KindLM — Product Requirements Document

Version: 1.0
Last updated: February 2026
Author: Petr Kindlmann
Status: Active

1. Problem Statement

Teams building AI agents (support bots, fintech copilots, HR screeners, medical triage) have no reliable way to test agent behavior before deploying. Existing tools test text output quality, but agents make decisions — they call tools, route conversations, approve transactions, escalate tickets. A prompt change on Friday can silently break tool call logic by Monday. No errors fire. No alerts trigger. The output looks fine. The behavior is wrong.

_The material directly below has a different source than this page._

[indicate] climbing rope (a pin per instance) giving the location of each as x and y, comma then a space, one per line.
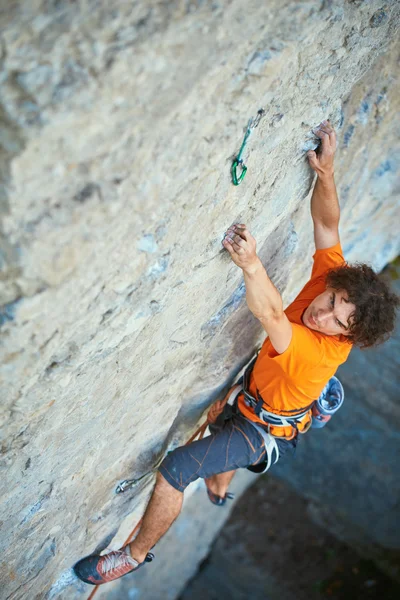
130, 482
252, 124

Compounding this: the EU AI Act (Regulation 2024/1689) requires companies deploying high-risk AI systems to maintain test documentation by August 2, 2026. Penalties reach 7% of global annual revenue. Most companies have no tooling to generate this documentation from their existing test processes.

2. Product Vision

KindLM is a CLI-first testing framework that lets engineering teams define behavioral tests for AI agents in YAML and run them locally or in CI. It tests what agents do (tool calls, structured output, guardrail compliance), not just what they say (text quality). It also generates EU AI Act–aligned compliance documentation from test results.

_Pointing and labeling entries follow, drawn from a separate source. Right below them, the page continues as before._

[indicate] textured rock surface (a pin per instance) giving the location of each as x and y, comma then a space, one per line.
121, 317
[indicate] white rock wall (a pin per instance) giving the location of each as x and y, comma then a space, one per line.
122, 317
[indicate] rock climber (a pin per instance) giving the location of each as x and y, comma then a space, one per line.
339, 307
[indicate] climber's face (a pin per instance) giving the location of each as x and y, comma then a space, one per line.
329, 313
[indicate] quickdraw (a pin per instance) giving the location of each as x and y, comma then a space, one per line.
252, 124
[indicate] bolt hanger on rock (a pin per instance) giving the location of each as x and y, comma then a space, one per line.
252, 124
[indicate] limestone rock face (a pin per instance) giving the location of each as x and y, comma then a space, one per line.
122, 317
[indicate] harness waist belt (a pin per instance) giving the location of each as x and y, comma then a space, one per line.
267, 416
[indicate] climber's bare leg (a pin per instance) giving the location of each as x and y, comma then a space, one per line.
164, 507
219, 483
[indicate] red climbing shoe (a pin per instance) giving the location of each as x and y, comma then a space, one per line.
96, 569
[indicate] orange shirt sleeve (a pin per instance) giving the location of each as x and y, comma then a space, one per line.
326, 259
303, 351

One-liner: Regression tests for AI agents — tool calls, output quality, and compliance. Defined in YAML, run in CI.

3. Target Users

Primary: AI Engineer (Individual Contributor)

Profile: Works at a Series A–C startup (20–200 people). Writes Python + TypeScript. Uses Claude or GPT-4o APIs. Builds agentic features — support bots, internal copilots, data pipelines with LLM steps.
Pain: Prompt changes break agent behavior silently. No test framework understands tool calls. Existing eval tools (Promptfoo, Braintrust) test text, not agent decisions.
Discovery: GitHub, Hacker News, Twitter/X, dev newsletters.
Trigger: A production incident where an agent did the wrong thing after a prompt update.
What they need: npm install, write YAML, run kindlm test, get pass/fail in CI. Under 10 minutes to first test.

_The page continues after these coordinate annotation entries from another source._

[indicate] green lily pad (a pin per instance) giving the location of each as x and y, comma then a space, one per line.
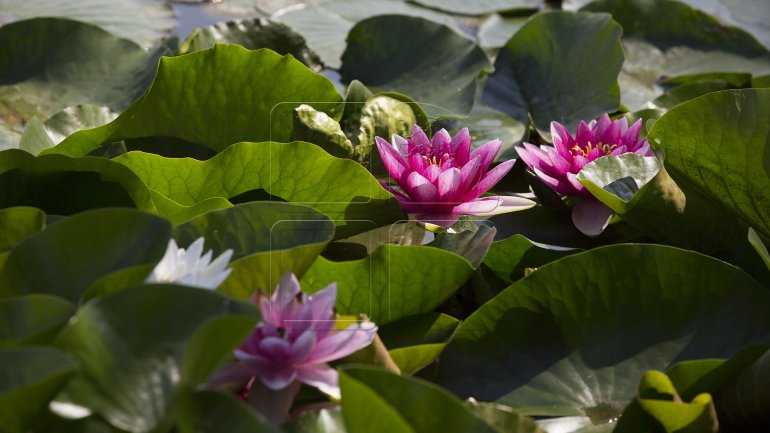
267, 239
439, 73
325, 25
481, 7
658, 45
249, 104
560, 66
32, 319
212, 411
106, 240
47, 64
29, 378
297, 172
130, 371
142, 21
640, 191
17, 223
61, 185
574, 337
252, 34
692, 135
395, 281
511, 257
380, 401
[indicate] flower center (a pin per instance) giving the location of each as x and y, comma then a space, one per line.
437, 160
584, 152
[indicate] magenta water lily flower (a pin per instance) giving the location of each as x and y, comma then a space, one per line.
559, 165
441, 178
295, 341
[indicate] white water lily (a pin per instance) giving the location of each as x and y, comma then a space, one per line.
190, 268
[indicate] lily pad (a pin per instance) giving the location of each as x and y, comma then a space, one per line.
481, 7
395, 281
692, 134
574, 337
560, 66
142, 21
129, 369
47, 64
29, 378
249, 104
252, 34
439, 73
106, 240
340, 188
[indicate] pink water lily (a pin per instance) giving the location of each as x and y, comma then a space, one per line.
559, 165
295, 340
441, 178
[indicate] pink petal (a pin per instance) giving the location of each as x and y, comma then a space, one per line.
302, 346
562, 139
461, 146
631, 137
420, 189
591, 216
431, 173
584, 135
492, 177
487, 152
470, 174
393, 161
494, 205
561, 186
339, 344
449, 184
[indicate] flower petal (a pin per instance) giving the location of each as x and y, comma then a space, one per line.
393, 161
461, 146
492, 177
420, 189
487, 152
449, 184
494, 205
591, 216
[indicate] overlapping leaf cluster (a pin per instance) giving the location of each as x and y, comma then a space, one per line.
108, 150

Secondary: Compliance-Anxious CTO

Profile: VP Engineering or CTO at a European (or EU-serving) company in fintech, healthtech, or HR-tech. 50–500 employees. Already uses AI in production. Aware of EU AI Act but hasn't started compliance work.
Pain: August 2026 deadline approaching. Legal team flagged risk. No idea how to generate required test documentation. Compliance consultants quote €50K+.
Discovery: LinkedIn, compliance newsletters, CTO peer groups, conferences.
Trigger: Board meeting or legal review flags EU AI Act risk.
What they need: --compliance flag that generates auditor-ready documentation. Cloud dashboard their compliance officer can access.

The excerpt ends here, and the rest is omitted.